El segundo motivo de inquietud me lo dieron las niñas, que una mañana, y en el momento en que me disponía a sentarme frente a Bernardo Gil del Rey, me advirtieron:

—Ha fabricado un pincho muy afilado con una pata del jergón, se ha sentado encima y piensa clavártelo en cuanto te descuides.

—¡Vaya por Dios! —me apresuré a exclamar en voz alta dirigiéndome directamente al ex ministro—. ¿O sea que pretendes matarme? Está visto que no se puede uno fiar de nadie.

—¿A qué te refieres...? —quiso saber, palideciendo de forma visible pese a la barba y la mugre que le cubrían el rostro.

—Al «pincho» que según las niñas ocultas bajo el culo.

No supo responder y juro que en esos momentos pareció disminuir de tamaño, probablemente porque acababa de abortar su última esperanza de salvación, o tal vez por el hecho de comprender que estaba sometido a todas horas a la invisible vigilancia de sus propias víctimas.

—Entrégamelo o te juro que pasarás cuatro días sin agua y sin comida —le indiqué—. Y sabes que soy capaz de hacerlo.

—Tú eres capaz de todo.

—En eso estriba tu mayor problema... —puntualicé con una leve sonrisa—. Te advertí hace tiempo que habías dejado de ser la Bestia Perfecta porque habías tropezado con alguien más listo y posiblemente más bárbaro que tú. La única diferencia estriba en que lo que hicistes tú lo hicistes por pura depravación, mientras que yo lo hago por justicia.

—Querrás decir «tu» justicia.

—¡Exactamente! Se trata de «mi» justicia. Admito que no es la más ortodoxa, pero alguien como tú, que se ha pasado años burlándose de todas las justicias y actuando a su antojo sin respetar las más elementales reglas del comportamiento humano, no puede sorprenderse de que otros también lo hagan.

—Ya nada me sorprende.

—Lo comprendo, pero no fui yo quien inventó este juego. ¿Acaso no recuerdas tus inspirados versos ante el cadáver de una niña violada?:

«Nada hubo antes, ni nada habrá después, cada minuto es mío y lo exprimo al segundo; busco el placer sin hacer concesiones; el bien y el mal tan solo son palabras que inventó algún cobarde que se temía a sí mismo. Hago sufrir si ello me complace, mato cuando la muerte me excita, e incendio cuando el fuego me hace grande, porque cuando una losa me cubra para siempre, no existirá placer, ni dolor, ni fuego, ni grandeza. Tan solo existirá la muerte...»

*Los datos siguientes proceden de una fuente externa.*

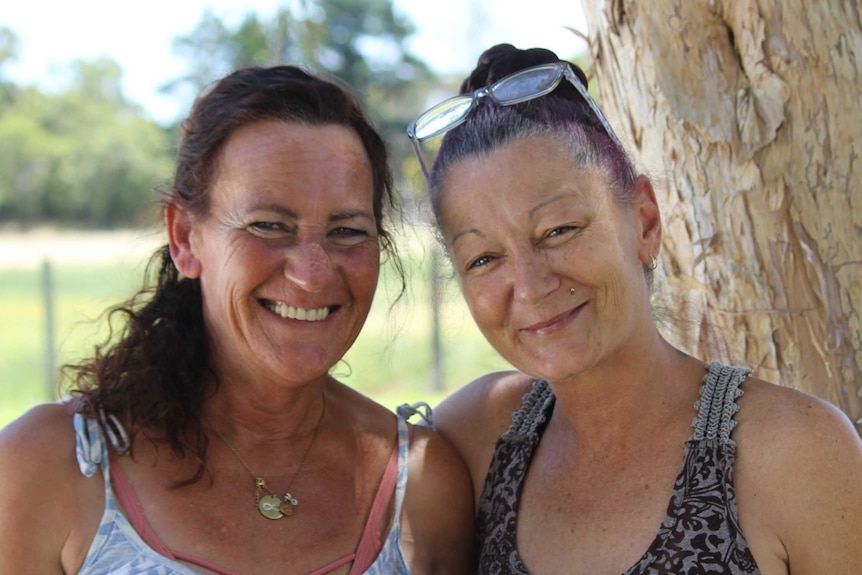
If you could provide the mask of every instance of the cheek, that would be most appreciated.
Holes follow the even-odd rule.
[[[341,258],[339,267],[351,291],[367,298],[368,305],[371,305],[380,277],[380,252],[371,248],[351,252]]]
[[[479,329],[487,336],[501,323],[503,296],[494,290],[493,282],[469,280],[461,282],[461,292],[470,314]],[[499,285],[496,287],[499,288]]]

Hice una corta pausa antes de añadir:

—Me recuerda a las palabras que pronunció en el cadalso el mariscal Gilles de Rais: «Yo hice lo que los hombres sueñan.»

—Un personaje realmente singular, sin duda.

—¿Te consideras uno de sus discípulos?

—Humildemente, puesto que nadie podrá llegar nunca a la altura de un mariscal de Francia que luchó codo a codo con la mítica Juana de Arco.

—¿Te hubiera gustado ser como él?

—Quien es capaz de dejar su huella en la historia es digno de admirar cualquiera que sea esa huella.